Tina en a déjà vues, des jolies filles. Elle travaille dans un resto semi-gastronomique, les gens se font beaux rien que pour elle. Enfin non, mais bon... Des fois, c'est ce qu'elle aime se dire. Les lèvres brillent quand on lui sourie, les cheveux sont gonflés ou, justement, lissés et les vêtements sont les plus avantageux. Il y a eu de vraies déesses, de filles plus simples mais charmantes...

Tina sait reconnaître la beauté. Elle a même mentalement dressé des catégories, au fil de ses services. Pas des catégories de beauté, mais plutôt de personnalité qu'on peut lire derrière une posture, une allure, des regards... Il y a les femmes mélancoliques, les femmes dominantes, celles discrètes, celles espiègles, d'autres sauvages et puis il y a Elizabeth. La barmaid. La plupart de ses collègues l'appelle Bette ou Betty mais Tina n'ose pas. Elle est la plus jeune du groupe, même pas âgée de seize ans, et son énorme attirance pour une des femmes les plus âgées et de loin la plus belle, la paralyse.

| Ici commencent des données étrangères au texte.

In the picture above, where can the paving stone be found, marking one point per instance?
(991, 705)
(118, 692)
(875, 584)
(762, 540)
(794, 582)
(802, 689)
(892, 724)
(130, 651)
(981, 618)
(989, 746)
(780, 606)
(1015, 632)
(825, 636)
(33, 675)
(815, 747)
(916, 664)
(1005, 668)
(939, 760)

Bon... formulé comme ça, Elizabeth Porter doit avoir l'air... je ne sais pas. C'est flou, n'est-ce pas ? En réalité Bette n'est pas si vieille. Elle doit être âgée de vingt-cinq, vingt-six, peut-être même vingt-sept ans. Elle est métisse, ses cheveux sont bouclés et volumineux même si, la plupart du temps, ils sont attachés. La coiffure de prédilection de Bette, c'est quand elle attache ses mèches de l'avant à l'arrière de son crâne. Elle a un front haut, un cou long et des yeux très foncés. Ses gestes sont secs, précis. Elle est déterminée, sa voix est chaude, ses phrases sont courtes et claires. Elle a rarement le temps pour les "s'il-te-plaît" ou les "désolée". Souvent, pour s'excuser, elle se contente de poser sa main sur le bras de la personne ou de lui lancer un regard un peu plus prolongé. Vers la fin des services, elle a pour habitude de siffloter des chansons que personne d'autre ne connait. Pendant les rares temps morts, elle part discuter avec l'idiot de la cuisine qui semble la draguer. Aussi, contrairement à toutes les autres, elle porte sa chemise les manches retroussées, le col dressé et elle porte toujours toute une série de colliers qui couvrent tout son cou.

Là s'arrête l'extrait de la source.